Storage issues (APD and PDL states) on VMware vSphere 6.7 - VMware - Tutorials

When you use shared storage in a VMware vSphere virtual infrastructure, which is generally the case in businesses, it may happen that part or all of it becomes inaccessible for one or more VMware ESXi hosts depending on the case. .
In this case, different states may occur: All-Paths-Down (APD) or Permanent Device Loss (PDL).

All-Paths-Down (APD)
Permanent Device Loss (PDL)
Generate an APD state (demonstration)
Generate a PDL state (demonstration)

1. All-Paths-Down (APD)

When a storage device is inaccessible for a certain period of time, its state changes to APD (All-Paths-Down).
The APD state is considered temporary, so your VMware ESXi host expects this storage device to be accessible again soon.
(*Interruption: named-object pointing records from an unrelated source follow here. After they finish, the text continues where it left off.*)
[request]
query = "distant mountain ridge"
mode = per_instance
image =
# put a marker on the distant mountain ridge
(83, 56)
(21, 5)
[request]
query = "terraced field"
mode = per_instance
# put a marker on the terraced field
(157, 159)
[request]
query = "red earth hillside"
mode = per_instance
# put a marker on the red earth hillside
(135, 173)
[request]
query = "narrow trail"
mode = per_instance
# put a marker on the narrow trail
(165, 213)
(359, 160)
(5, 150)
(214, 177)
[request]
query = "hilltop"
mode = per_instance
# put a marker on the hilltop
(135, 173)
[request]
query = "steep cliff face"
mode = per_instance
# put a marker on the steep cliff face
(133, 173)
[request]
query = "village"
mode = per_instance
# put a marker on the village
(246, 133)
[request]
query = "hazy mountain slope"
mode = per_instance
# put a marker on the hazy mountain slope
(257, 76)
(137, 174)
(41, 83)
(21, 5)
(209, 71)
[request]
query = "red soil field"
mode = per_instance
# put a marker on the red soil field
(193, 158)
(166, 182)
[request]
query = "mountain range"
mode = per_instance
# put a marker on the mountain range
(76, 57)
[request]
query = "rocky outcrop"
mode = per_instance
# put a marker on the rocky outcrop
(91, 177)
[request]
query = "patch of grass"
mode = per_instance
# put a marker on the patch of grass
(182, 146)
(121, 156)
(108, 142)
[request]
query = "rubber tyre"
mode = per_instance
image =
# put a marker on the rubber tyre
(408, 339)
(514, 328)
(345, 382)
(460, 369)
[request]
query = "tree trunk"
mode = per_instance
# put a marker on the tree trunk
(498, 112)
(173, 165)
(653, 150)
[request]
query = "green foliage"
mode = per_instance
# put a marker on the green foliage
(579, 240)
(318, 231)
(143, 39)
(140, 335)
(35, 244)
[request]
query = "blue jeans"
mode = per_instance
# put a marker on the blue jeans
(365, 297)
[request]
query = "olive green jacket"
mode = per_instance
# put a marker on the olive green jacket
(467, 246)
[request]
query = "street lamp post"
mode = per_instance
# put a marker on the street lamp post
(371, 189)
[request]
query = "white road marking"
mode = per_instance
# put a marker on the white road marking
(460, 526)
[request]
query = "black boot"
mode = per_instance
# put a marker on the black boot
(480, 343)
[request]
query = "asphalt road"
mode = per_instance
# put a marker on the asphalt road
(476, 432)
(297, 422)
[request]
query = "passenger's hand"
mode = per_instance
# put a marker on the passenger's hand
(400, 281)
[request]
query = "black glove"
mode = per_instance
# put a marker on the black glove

The host will therefore continue to send commands to reconnect this storage device.

However, after a certain delay (140 seconds, by default), the state of this storage device will change to PDL (Permanent Device Loss). In fact, this delay is deliberately longer than the delay necessary for storage devices normally to recover the connection.
PDL status meaning this device has been permanently lost.

Note: the APD timeout can be modified using the advanced setting "Misc.APDTimeout".

APD condition can occur due to:

a faulty switch.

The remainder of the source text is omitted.